Primary care provider (PCP)

Your primary care provider is the doctor or other provider you see first for most health problems. He or she makes sure you get the care you need to keep you healthy. He or she also may talk with other doctors and health care providers about your care and refer you to them. In many Medicare health plans, you must see your primary care provider before you see any other health care provider.


Provider

A physician (M.D. – Medical Doctor or D.O. – Doctor of Osteopathic Medicine), health care professional or health care facility licensed, certified or accredited as required by state law.


Reconstructive surgery

Surgery and follow-up treatment needed to correct or improve a part of the body because of birth defects, accidents, injuries or medical conditions.


Rehabilitation services

Health care services that help a person keep, get back or improve skills and functioning for daily living that have been lost or impaired because a person was sick, hurt or disabled. These services may include physical and occupational therapy, speech-language pathology and psychiatric rehabilitation services in a variety of inpatient and/or outpatient settings.


Skilled nursing care

Services from licensed nurses in your own home or in a nursing home. Skilled care services are from technicians and therapists in your own home or in a nursing home.


Specialist

A physician specialist focuses on a specific area of medicine or a group of patients to diagnose, manage, prevent or treat certain types of symptoms and conditions. A non-physician specialist is a provider who has more training in a specific area of health care.


Specialty formulary

A list of approved specialty drugs used to treat complex or chronic conditions such as hepatitis or cancer.

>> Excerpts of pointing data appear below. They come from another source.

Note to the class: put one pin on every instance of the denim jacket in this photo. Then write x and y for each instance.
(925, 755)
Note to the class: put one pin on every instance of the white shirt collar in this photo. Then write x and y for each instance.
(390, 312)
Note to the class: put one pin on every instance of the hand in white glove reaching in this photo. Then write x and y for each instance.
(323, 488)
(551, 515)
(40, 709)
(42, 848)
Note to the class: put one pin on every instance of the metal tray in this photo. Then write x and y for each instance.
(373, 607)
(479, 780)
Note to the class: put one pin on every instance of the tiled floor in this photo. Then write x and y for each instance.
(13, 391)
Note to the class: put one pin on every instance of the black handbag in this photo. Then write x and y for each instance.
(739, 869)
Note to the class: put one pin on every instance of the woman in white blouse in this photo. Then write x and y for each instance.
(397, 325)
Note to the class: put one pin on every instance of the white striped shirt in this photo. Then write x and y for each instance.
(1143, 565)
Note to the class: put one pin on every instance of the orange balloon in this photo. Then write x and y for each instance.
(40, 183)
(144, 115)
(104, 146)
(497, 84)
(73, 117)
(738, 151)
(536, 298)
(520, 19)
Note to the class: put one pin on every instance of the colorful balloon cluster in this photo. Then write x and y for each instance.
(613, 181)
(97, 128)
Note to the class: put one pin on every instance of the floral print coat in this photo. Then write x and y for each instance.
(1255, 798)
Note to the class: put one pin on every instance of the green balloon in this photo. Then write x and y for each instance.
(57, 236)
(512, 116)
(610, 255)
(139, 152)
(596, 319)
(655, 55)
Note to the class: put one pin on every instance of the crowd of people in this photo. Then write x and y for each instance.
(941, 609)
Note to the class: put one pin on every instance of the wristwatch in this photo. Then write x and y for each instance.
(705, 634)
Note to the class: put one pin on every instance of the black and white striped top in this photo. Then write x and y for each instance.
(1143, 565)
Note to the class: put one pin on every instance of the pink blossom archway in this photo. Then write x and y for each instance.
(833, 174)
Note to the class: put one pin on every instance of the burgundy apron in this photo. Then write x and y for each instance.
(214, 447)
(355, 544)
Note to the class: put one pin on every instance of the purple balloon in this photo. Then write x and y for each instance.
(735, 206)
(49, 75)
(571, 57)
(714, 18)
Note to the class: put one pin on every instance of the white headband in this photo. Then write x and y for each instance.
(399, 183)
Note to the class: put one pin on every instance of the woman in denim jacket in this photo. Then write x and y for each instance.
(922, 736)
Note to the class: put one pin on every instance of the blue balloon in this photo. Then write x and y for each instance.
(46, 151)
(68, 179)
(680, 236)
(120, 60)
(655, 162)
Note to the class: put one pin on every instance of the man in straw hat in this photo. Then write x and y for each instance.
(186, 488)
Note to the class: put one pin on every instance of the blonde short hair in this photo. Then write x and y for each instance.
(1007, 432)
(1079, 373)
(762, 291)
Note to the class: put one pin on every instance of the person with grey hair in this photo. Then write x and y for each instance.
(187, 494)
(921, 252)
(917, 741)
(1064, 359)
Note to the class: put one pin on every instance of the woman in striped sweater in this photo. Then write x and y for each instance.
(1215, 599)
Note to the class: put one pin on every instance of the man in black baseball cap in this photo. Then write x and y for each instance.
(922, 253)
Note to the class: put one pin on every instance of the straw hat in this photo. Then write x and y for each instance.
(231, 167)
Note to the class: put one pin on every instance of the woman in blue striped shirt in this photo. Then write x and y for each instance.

UCR (Usual, customary and reasonable)

The amount paid for a medical service in a geographic area based on what providers in the area usually charge for the same or similar medical service. The UCR amount sometimes is used to determine the allowed amount. 


Urgent care

Care for an illness, injury or condition serious enough that a reasonable person would seek care right away, but not so severe as to require emergency room care.